En ese país se considera que fue Diana de Gales quien, en los años ochenta, los rescató del ostracismo de lo caduco. Un papel que ahora quiere trasladarse a la mujer de su hijo. ¿Conseguirá su boda devolverlos a escena? Pablo Merino y Mayaya Cebrián, que idearon la pieza de la princesa Letizia para el enlace, llevan 20 años de profesión. En la última década han detectado un renovado interés. "Ha habido un trasvase inverso a lo que sucede en la moda", sugiere Merino. "La recuperación de los sombreros ha empezado en la alta costura (en bodas y ceremonias) y ha acabado llegando a la calle. Ahora la gente joven vuelve a utilizarlos de forma cotidiana". "Hoy está todo muy globalizado y uniformado. Las mujeres queremos volver a destacar", apunta Cebrián.

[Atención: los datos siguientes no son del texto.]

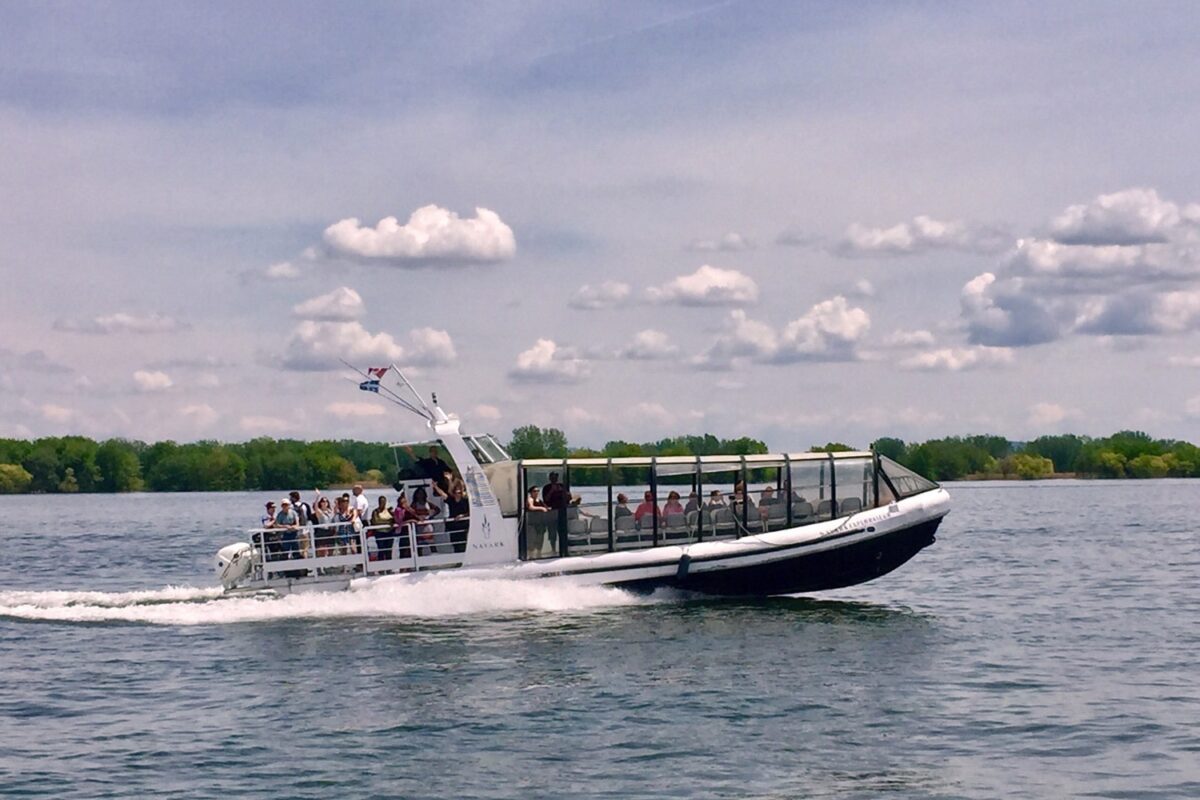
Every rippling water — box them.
[1,481,1197,799]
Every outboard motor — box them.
[215,542,253,589]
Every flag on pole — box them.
[359,379,380,393]
[367,366,389,378]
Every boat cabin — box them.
[513,450,938,561]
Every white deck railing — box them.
[244,519,467,583]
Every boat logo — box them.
[481,518,491,540]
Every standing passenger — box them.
[542,472,569,558]
[370,495,394,560]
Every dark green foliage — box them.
[872,437,907,462]
[1024,435,1084,473]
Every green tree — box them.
[1127,453,1169,479]
[1024,434,1085,473]
[873,437,906,462]
[810,442,854,453]
[96,439,143,492]
[57,467,80,493]
[22,443,61,493]
[1000,453,1054,479]
[508,426,569,459]
[0,463,33,493]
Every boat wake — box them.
[0,574,660,626]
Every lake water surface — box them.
[1,481,1197,798]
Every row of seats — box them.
[560,497,867,552]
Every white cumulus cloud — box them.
[686,232,754,252]
[281,319,456,372]
[648,265,759,307]
[694,297,870,369]
[133,369,173,392]
[473,404,502,421]
[1049,187,1199,246]
[293,287,364,321]
[322,205,516,265]
[837,215,1007,257]
[179,403,218,427]
[265,261,301,279]
[898,346,1014,372]
[1028,402,1077,428]
[509,339,590,384]
[884,329,936,347]
[40,404,75,423]
[618,329,679,360]
[569,281,631,310]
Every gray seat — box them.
[614,515,639,547]
[566,518,590,550]
[765,502,787,531]
[711,507,736,539]
[840,497,863,515]
[663,512,688,540]
[816,499,837,520]
[792,500,815,524]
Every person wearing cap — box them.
[261,501,281,560]
[275,497,300,563]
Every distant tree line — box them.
[873,431,1200,481]
[0,437,397,494]
[0,429,1196,494]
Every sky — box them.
[2,0,1200,450]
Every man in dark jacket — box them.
[542,471,569,557]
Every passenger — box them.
[350,484,370,525]
[409,445,453,489]
[634,490,660,529]
[392,492,415,559]
[260,501,280,560]
[432,468,455,500]
[334,495,356,554]
[614,493,633,519]
[704,489,725,512]
[731,488,757,527]
[684,491,701,514]
[663,490,685,518]
[289,490,314,557]
[410,486,442,555]
[542,471,569,557]
[312,496,336,557]
[525,486,550,512]
[370,495,394,560]
[445,479,470,551]
[275,498,300,561]
[524,487,550,557]
[760,486,776,505]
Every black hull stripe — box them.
[537,516,940,579]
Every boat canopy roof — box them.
[520,451,874,470]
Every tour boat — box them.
[214,365,950,597]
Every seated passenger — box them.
[704,490,725,511]
[684,491,700,514]
[731,490,757,526]
[760,486,777,505]
[663,490,685,517]
[614,493,633,518]
[634,491,660,529]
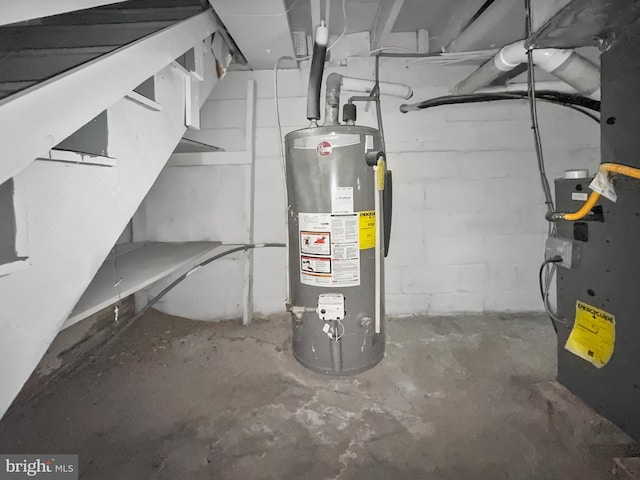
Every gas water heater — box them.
[285,124,385,375]
[283,24,411,375]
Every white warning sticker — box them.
[299,212,360,287]
[331,187,354,214]
[572,192,589,201]
[300,231,330,255]
[589,170,617,202]
[301,255,331,274]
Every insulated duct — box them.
[307,22,329,122]
[453,39,600,99]
[324,73,413,125]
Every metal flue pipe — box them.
[324,73,413,125]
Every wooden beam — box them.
[371,0,405,49]
[436,0,488,51]
[0,0,127,26]
[210,0,295,69]
[446,0,525,52]
[531,0,572,30]
[0,10,218,187]
[310,0,322,32]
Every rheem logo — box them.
[316,141,332,156]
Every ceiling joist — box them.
[209,0,295,69]
[371,0,405,50]
[446,0,524,52]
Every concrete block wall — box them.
[145,56,600,318]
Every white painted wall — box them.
[134,56,599,320]
[0,43,218,417]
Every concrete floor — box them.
[0,311,631,479]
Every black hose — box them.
[307,35,328,121]
[400,91,601,114]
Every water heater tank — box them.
[285,125,385,375]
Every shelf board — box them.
[63,241,222,329]
[37,149,115,167]
[173,137,223,154]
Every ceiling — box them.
[284,0,526,53]
[209,0,556,70]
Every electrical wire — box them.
[274,56,305,302]
[524,0,561,327]
[538,257,566,333]
[526,24,554,219]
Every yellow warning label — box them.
[359,210,376,250]
[565,301,615,368]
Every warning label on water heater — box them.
[299,212,360,287]
[358,210,376,250]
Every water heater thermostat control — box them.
[317,294,345,321]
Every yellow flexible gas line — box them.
[601,162,640,179]
[548,162,640,221]
[563,192,601,221]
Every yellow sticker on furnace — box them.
[565,301,615,368]
[359,211,376,250]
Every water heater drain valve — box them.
[317,294,345,321]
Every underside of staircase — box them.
[0,0,223,417]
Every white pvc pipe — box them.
[495,40,571,72]
[341,77,413,100]
[454,39,600,98]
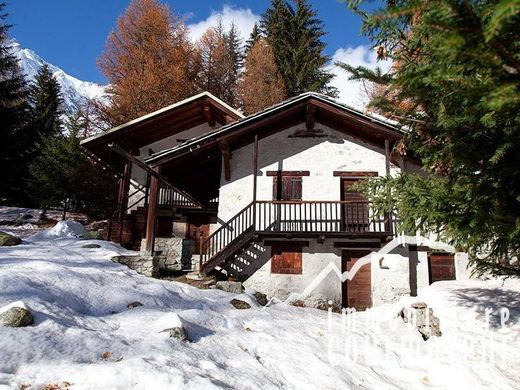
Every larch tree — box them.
[0,2,30,205]
[238,39,285,115]
[342,0,520,277]
[98,0,195,125]
[261,0,337,98]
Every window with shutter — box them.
[271,243,302,274]
[273,175,303,201]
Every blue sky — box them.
[7,0,369,83]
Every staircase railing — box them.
[158,186,199,208]
[200,200,395,272]
[200,202,255,266]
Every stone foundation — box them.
[141,237,193,271]
[111,255,159,277]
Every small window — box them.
[271,243,302,274]
[428,253,456,284]
[273,176,302,201]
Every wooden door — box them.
[186,214,210,254]
[342,250,372,310]
[428,253,456,284]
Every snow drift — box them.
[0,224,518,389]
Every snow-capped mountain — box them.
[10,40,106,113]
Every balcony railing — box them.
[201,201,394,267]
[158,186,199,208]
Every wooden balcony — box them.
[200,201,395,270]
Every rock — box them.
[81,243,101,249]
[161,326,187,341]
[254,292,268,306]
[127,301,143,309]
[0,231,21,246]
[0,306,33,327]
[400,302,442,340]
[216,281,243,294]
[230,299,251,310]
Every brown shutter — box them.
[271,243,302,274]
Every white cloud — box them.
[187,5,260,43]
[328,45,392,109]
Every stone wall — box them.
[111,255,159,278]
[152,237,193,271]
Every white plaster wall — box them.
[244,241,343,307]
[371,253,411,305]
[217,122,400,224]
[455,252,471,280]
[415,251,430,292]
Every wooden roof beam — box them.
[219,140,232,181]
[306,104,316,130]
[203,101,216,128]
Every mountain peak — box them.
[10,39,106,113]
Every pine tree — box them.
[238,39,285,115]
[0,2,30,204]
[244,22,262,54]
[343,0,520,276]
[224,23,243,106]
[98,0,195,125]
[28,64,63,147]
[194,22,243,106]
[27,109,117,219]
[261,0,337,97]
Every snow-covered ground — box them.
[0,223,519,390]
[0,206,88,238]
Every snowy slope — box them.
[10,40,106,114]
[0,225,519,389]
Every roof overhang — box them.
[80,91,244,170]
[145,92,408,167]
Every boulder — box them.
[0,231,21,246]
[81,243,101,249]
[400,302,442,340]
[216,281,243,294]
[0,306,33,327]
[161,326,187,341]
[127,301,143,309]
[254,292,268,306]
[230,299,251,310]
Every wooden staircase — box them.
[200,200,395,278]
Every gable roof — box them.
[145,92,406,166]
[80,91,244,168]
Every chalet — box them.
[81,91,470,309]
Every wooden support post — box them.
[144,166,161,255]
[252,134,259,230]
[219,141,232,181]
[118,161,132,243]
[384,139,391,177]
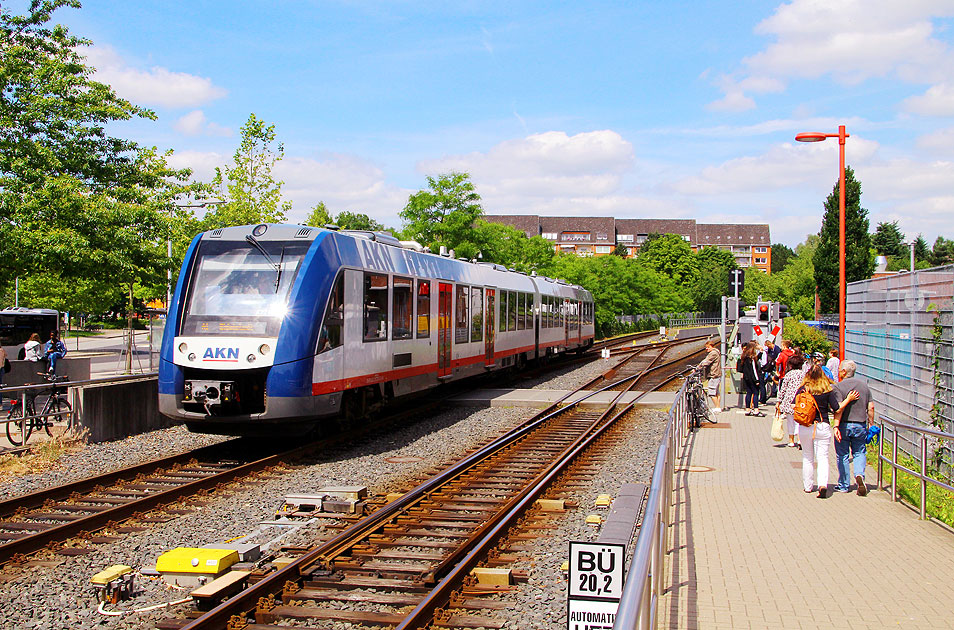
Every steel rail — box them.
[179,364,668,629]
[876,415,954,519]
[181,353,696,630]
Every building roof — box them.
[696,223,771,245]
[539,216,616,243]
[615,218,697,238]
[483,214,540,238]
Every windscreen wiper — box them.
[245,234,281,273]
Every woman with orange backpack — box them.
[794,364,857,499]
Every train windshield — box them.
[180,239,310,337]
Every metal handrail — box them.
[613,376,693,629]
[876,415,954,520]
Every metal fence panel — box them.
[838,265,954,477]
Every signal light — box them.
[757,302,771,323]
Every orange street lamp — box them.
[796,125,849,362]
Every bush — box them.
[782,319,832,355]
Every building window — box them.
[470,286,483,343]
[683,235,690,241]
[755,257,767,264]
[542,232,558,240]
[416,280,430,338]
[392,276,413,340]
[595,245,612,254]
[562,232,590,242]
[596,232,608,240]
[618,234,633,242]
[636,234,648,243]
[363,273,388,342]
[754,246,767,253]
[455,285,469,343]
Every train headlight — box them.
[178,342,188,353]
[188,353,196,362]
[258,343,270,355]
[247,354,256,363]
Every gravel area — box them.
[0,355,670,629]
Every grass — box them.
[63,330,104,338]
[869,437,954,528]
[0,429,87,482]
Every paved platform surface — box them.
[448,388,673,408]
[661,409,954,629]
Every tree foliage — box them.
[871,220,906,258]
[0,0,161,287]
[812,166,874,312]
[400,172,483,256]
[204,113,291,228]
[932,237,954,266]
[692,247,738,312]
[636,233,699,287]
[770,243,795,273]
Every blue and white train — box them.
[159,224,595,436]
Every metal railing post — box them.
[877,418,883,491]
[920,435,927,520]
[891,431,898,503]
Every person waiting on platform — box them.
[696,339,722,413]
[776,354,806,448]
[44,330,67,375]
[737,342,764,416]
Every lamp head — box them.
[795,132,828,142]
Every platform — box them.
[662,409,954,629]
[447,388,674,409]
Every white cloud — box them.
[173,110,232,137]
[671,137,880,196]
[916,126,954,153]
[707,1,954,110]
[903,83,954,116]
[85,45,227,108]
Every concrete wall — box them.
[76,377,179,443]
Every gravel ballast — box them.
[0,357,671,629]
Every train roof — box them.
[195,224,593,301]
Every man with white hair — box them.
[833,360,874,495]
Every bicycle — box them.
[5,374,73,447]
[685,369,716,431]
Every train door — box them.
[485,288,495,366]
[533,294,539,359]
[564,299,570,348]
[576,300,582,344]
[438,283,453,378]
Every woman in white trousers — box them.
[796,364,856,498]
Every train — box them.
[158,224,595,436]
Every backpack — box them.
[793,390,819,427]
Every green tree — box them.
[304,201,332,227]
[914,234,931,264]
[770,243,795,273]
[812,166,874,313]
[932,236,954,266]
[636,233,699,287]
[871,221,906,258]
[205,113,291,228]
[334,211,384,231]
[400,172,483,256]
[692,247,738,312]
[0,0,158,287]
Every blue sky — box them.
[36,1,954,246]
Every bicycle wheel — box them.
[43,398,72,436]
[6,406,31,447]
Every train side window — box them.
[416,280,430,338]
[545,296,552,328]
[318,272,344,353]
[498,290,507,333]
[508,290,517,331]
[455,285,469,343]
[523,292,531,330]
[363,272,389,342]
[470,286,483,342]
[392,276,413,340]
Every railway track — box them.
[583,336,707,391]
[164,351,695,630]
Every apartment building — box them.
[484,215,772,273]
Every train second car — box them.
[158,224,595,436]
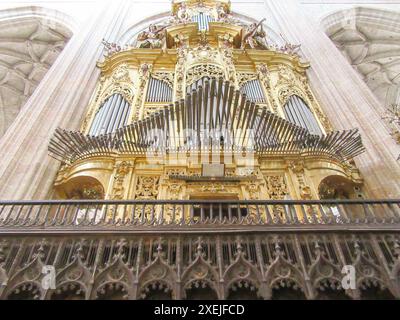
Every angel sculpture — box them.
[278,34,301,55]
[137,24,168,49]
[241,19,269,50]
[102,39,121,56]
[281,42,301,55]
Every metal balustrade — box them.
[0,199,399,232]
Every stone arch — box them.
[137,253,177,300]
[55,175,105,200]
[318,175,367,221]
[181,250,221,299]
[271,284,307,300]
[91,255,134,300]
[265,246,308,299]
[44,246,91,300]
[316,287,351,300]
[321,7,400,113]
[53,175,106,224]
[0,6,75,139]
[3,247,46,300]
[318,175,359,200]
[223,249,265,299]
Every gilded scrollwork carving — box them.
[265,175,288,200]
[111,161,132,200]
[167,182,184,200]
[133,63,153,120]
[288,161,312,200]
[256,64,278,113]
[220,35,236,83]
[186,64,224,86]
[134,176,160,200]
[136,23,169,49]
[264,175,288,220]
[151,71,175,89]
[236,72,258,88]
[174,46,187,100]
[244,181,261,200]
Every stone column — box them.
[264,0,400,198]
[0,0,133,199]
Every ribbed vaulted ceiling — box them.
[0,17,72,137]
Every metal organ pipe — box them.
[100,94,119,134]
[240,80,266,103]
[146,77,172,103]
[283,95,322,135]
[88,93,131,136]
[192,12,214,31]
[106,94,122,133]
[90,94,115,135]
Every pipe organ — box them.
[52,0,365,204]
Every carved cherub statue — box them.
[278,33,302,55]
[280,42,301,55]
[241,19,269,50]
[137,23,168,49]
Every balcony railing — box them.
[0,199,400,233]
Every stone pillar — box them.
[264,0,400,198]
[0,0,133,200]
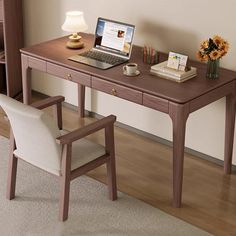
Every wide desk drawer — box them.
[143,93,169,113]
[0,1,3,21]
[47,63,91,86]
[92,77,142,105]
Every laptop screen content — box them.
[94,18,135,58]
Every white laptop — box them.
[68,17,135,69]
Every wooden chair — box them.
[0,94,117,221]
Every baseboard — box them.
[90,111,236,171]
[33,90,236,171]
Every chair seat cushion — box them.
[14,130,105,174]
[60,130,106,171]
[71,138,106,171]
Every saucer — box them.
[123,70,140,77]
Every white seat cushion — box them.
[71,138,106,171]
[60,130,106,171]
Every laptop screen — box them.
[94,18,135,58]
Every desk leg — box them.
[21,54,32,104]
[169,102,189,207]
[224,92,236,174]
[78,84,85,118]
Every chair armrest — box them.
[31,96,65,110]
[57,115,116,145]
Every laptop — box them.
[68,17,135,69]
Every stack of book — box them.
[150,61,197,83]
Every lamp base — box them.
[66,40,84,49]
[66,33,84,49]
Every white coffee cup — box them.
[123,63,138,75]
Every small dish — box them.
[123,70,140,77]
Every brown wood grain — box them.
[28,57,46,72]
[59,143,71,221]
[143,93,169,113]
[20,34,236,209]
[31,95,65,110]
[105,122,117,201]
[6,129,17,200]
[20,34,236,104]
[189,82,235,113]
[224,82,236,174]
[21,54,32,104]
[169,102,190,207]
[92,76,143,105]
[57,115,116,145]
[70,154,109,180]
[3,0,23,97]
[77,84,85,118]
[0,23,4,50]
[47,62,91,87]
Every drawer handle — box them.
[67,74,72,80]
[111,88,117,96]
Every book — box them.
[150,61,197,82]
[150,70,196,83]
[167,52,188,71]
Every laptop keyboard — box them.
[80,50,126,65]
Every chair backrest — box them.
[0,94,62,176]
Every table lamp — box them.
[62,11,88,49]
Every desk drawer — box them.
[0,1,3,21]
[47,63,91,86]
[28,57,46,72]
[143,93,169,113]
[92,77,142,104]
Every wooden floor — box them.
[1,96,236,236]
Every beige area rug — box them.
[0,137,211,236]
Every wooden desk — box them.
[20,33,236,208]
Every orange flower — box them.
[213,35,224,46]
[209,50,221,60]
[200,40,208,49]
[196,50,208,62]
[219,41,229,52]
[197,35,229,62]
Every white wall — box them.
[23,0,236,164]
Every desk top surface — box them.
[21,33,236,104]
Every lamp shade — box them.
[62,11,88,33]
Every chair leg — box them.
[106,154,117,201]
[105,123,117,201]
[59,144,72,221]
[59,175,70,221]
[7,131,17,200]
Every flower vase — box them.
[206,59,220,79]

"Se están recuperando para los atuendos de fiesta", confirma Arranz. "Hemos pasado una época en la que no estaba bien visto arreglarse, pero el espíritu ha cambiado". El nuevo talante comprende que en este asunto la línea que separa lo sublime de lo grotesco y lo fascinante de lo ridículo es tan fina como voluble. Pero el riesgo es el conejo que siempre se esconde bajo la chistera de la fantasía.